Here is a good discussion stating the temperatures chickens can withstand WITHOUT supplemented heat:

And a must read article by @pipdzipdnreadytogo on supplemented heat in the coop (Please do read this article, it's good info!):

Bottom line: in most cases chickens do NOT need that heat lamp or heater in the coop. Yes, it's nice and they greatly appreciate it, but they Do. Not. Need. It. Sadly a lot of fires were caused by unnecessary heating… So the first step to reducing the risk of fires is obvious: Do not provide supplemented heat in the coop unless the birds really need it!

If they do, if they really do need heat and you need to supplement heat in your coop or barn, take the necessary steps to make sure your lamps are secure, if you choose to use lamps. Get a qualified electrician to install electricity, do the wiring, etc. Don't say "I'll save money doing it myself!" How much is your flock and coop worth to you? Get a professional to do the job…

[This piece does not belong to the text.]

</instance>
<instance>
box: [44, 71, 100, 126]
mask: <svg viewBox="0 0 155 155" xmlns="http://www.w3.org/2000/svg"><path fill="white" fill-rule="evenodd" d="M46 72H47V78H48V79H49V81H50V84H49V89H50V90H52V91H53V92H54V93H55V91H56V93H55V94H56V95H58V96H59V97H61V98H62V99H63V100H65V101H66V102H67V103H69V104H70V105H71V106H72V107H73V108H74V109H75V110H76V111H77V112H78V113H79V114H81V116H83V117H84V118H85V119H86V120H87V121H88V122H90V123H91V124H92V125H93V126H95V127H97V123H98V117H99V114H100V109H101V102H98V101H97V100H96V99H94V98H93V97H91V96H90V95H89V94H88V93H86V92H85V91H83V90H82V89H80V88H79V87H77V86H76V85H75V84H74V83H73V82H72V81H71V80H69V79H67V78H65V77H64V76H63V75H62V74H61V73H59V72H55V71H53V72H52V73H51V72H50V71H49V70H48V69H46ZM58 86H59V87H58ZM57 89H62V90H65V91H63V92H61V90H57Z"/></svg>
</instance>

BYC member @aoxa had a tragic barn fire about 3 years ago and she started a thread on the topic of fire safety and prevention (Thanks, Justine!) To quote from her thread, here are some safety tips she gathered:

  • The obvious - make sure if you have chicks in the barn/coop that you have your heat lamp SECURED. Do not trust the clamps. They can slip off easily and the heat lamp can fall to the ground and catch the shavings on fire.
  • Extension Cords - Please, please do not use these if you can help it. If you do have to use them, Make sure you are not drawing a lot of power from them (IE: Don't attach an extension cord to a power block and plug a lot into them).
  • DUST your lights and outlets regularly. Dust is a big issue.. You know how much dust a couple of chickens can create.. If dust builds up on heat lamps, or even regular light bulbs the dust itself can catch on fire.
  • If you use extension cords, use heavy duty, and only ones meant for outdoors. Make sure they are all intact and have no rips or tears in the coating.
  • Another extension cord tip: Do not staple them into the wall to keep out of reach of birds. If you hit the cord itself it can create an issue
  • Store baled hay AWAY from livestock. Hay/bedding storage should not be near lights, fans, electrical boxes, heaters or outlets.
  • Flammable substances should be kept away from the barn. (We had 5 propane tanks stored in the loft. BAD idea.
  • Improperly utilized heat lamps are a major source of barn fires. They are often placed too close to hay and bedding which may ignite quite easily from the heat. Never use extension cords with heat lamps.
  • When storing newly baled hay, the temperature should be monitored. Adequate ventilation should be provided for additional drying of the hay. If too much heat builds up, spontaneous combustion can occur. (Never purchase hay that is hot - because it can mean that it was baled too wet. In addition to being a fire hazard, the hay may turn moldy, making it unpalatable and unhealthy for horses to eat.)
  • Outlets and switch boxes should be made of metal and have dust- and water-tight spring-loaded covers that close when released. Ground fault receptacles should be utilized for all outlets.